From the totally awesome Nietzsche Family Circus, which pairs a random Nietzsche quote with a random Family Circus strip.
Nietzsche is right. Which is why, if you care about your happiness, you should try hard to diminish your taste for power.
3 Comments so far
Leave a reply





[…] [Via a blog called Happiness And Public Policy.] […]
I pretty much agree with your take on status, the array of hierarchies we can use to get ‘top dog’ status, the futility and arbitrariness of policy ‘remedies’. But moderation is the key to all things, and so I think there is some validity to the notion that potential mates are somewhat objectively ordered, and competition for them is zero-sum.

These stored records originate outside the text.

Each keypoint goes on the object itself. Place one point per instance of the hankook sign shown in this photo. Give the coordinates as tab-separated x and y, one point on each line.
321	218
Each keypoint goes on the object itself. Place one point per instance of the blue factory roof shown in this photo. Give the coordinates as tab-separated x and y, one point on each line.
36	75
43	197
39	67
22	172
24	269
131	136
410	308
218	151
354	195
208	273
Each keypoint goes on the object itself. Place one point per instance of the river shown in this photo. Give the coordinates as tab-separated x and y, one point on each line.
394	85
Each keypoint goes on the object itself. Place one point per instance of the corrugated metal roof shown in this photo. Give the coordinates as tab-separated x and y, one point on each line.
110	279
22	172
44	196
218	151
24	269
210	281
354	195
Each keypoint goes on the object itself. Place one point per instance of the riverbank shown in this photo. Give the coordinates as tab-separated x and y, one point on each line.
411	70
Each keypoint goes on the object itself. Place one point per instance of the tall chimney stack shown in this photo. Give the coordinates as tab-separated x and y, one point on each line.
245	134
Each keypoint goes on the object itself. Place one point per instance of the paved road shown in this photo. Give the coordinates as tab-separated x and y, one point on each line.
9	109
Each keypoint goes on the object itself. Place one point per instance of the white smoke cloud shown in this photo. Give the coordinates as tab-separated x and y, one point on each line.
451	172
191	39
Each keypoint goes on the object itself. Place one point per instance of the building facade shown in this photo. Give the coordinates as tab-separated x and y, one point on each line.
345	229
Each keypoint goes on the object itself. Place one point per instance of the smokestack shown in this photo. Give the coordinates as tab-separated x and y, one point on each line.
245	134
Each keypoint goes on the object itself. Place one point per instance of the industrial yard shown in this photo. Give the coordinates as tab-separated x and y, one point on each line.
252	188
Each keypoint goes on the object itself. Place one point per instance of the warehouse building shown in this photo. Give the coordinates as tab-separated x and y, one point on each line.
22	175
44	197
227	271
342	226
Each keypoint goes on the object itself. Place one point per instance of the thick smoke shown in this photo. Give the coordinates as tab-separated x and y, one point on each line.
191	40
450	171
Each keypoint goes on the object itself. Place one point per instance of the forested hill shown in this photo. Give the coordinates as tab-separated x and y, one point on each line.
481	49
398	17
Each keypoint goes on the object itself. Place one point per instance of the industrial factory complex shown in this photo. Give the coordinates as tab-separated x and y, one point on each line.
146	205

But here’s a datapoint in favor of the importance of status, perhaps an implication you haven’t considered. I recently posted a paper on the SSRN Why Risk and Return are Uncorrelated: A Relative Status Approach where I noted that if you assume relative status is all that matters, you don’t get a risk-return relationship in equilibrium. I then discuss the literature which shows that this is a much better description of financial data than assuming risk and return are correlated.
I’m sure both status and absolute utility functions are at work, but that’s a messy hybrid. The pole that totally ignores status, has a large unmentioned elephant in the room: risk and return, as a rule, are not correlated.